Ryan, you played an enormous part in the shaping of this artist and in the shaping of my artists soul. You gave selflessly of your time and energy when I needed it most. You were my mentor, and my master. And beyond my little self-centered universe, you gave the entire international animation community a vision, a jolt of energy, a flash of pure genius and you gave them all something to think about when they felt slightly uncomfortable watching the film Ryan.
The artistic community and the animation community are full of excess, partying, drinking, etc, and we all know someone near and dear who struggles with addiction. With your life as your canvas Ryan, you have made a lot of people look at themselves, you have awoken subtle underlying fears about mortality, poverty, misery and depression and the frailty of the human condition. With your ability to smile and make a joke, and be frivolous in spite of your all pervading obsessions, you showed me a strength of character that few people will ever have to muster, in their comfortable safety zones, where they have to walk around the street people and avoid eye contact. A beggar on the street. It could be a Ryan. He or she might be a creative genius of staggering talent and vision who knows?

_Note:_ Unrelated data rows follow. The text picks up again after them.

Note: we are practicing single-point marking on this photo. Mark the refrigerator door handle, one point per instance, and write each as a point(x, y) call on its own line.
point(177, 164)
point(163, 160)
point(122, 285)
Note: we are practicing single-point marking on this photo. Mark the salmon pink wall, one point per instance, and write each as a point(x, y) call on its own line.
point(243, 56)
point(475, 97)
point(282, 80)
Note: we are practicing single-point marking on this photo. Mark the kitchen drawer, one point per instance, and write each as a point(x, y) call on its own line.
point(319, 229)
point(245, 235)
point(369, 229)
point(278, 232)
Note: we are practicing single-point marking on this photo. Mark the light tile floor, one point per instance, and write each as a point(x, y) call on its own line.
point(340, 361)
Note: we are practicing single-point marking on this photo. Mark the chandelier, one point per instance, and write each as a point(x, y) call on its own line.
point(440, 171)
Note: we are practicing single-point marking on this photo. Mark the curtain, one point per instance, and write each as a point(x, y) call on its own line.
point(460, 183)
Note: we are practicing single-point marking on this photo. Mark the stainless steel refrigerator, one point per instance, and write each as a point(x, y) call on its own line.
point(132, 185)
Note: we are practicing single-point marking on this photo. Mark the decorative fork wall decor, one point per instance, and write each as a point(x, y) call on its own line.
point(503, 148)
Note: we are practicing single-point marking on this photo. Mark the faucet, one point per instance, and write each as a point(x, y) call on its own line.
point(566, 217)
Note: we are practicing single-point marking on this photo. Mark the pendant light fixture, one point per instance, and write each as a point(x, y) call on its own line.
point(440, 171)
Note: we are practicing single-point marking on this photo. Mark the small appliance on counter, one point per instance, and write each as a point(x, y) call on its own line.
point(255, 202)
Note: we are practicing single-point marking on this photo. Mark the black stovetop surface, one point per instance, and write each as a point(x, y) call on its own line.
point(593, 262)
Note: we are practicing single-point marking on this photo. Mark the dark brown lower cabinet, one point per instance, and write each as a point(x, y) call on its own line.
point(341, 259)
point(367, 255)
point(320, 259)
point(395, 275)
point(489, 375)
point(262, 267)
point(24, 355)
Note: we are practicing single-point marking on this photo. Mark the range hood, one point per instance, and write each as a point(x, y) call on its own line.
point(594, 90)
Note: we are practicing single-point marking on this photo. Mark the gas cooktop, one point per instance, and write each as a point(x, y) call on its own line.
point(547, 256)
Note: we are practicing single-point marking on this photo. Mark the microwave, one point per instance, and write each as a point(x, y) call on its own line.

I know that you Ryan, had a sweet pure heart of gold, and I will never forget you. I will work and create animation tirelessly, in your shadow, in your light and in your honor. And hopefully, some integrity will shine through, and rather than just making animated films to pay the rent, some of us will make animated films to help raise our human frailty up out of the ashes, into the light, off of the street, and in front of a warm comforting fire fueled by brotherly and sisterly love.
This gentle mans life story need not ever be seen as tragic. In tragedy there is always rebirth and ultimately, growth. Pain is the corner stone of spiritual growth, and some people are destined to lead us down that path.
For you, Ryan.
In his 30-year animation career, Joseph Gilland has worked with studios as diverse as Walt Disney Feature Animation and the National Film Board of Canada. He has worked on all styles of animation, experimental films, television series, commercials, theatrical feature films, stop motion, title sequences, live-action films and documentaries. He is writing a passionate book about the art of animation.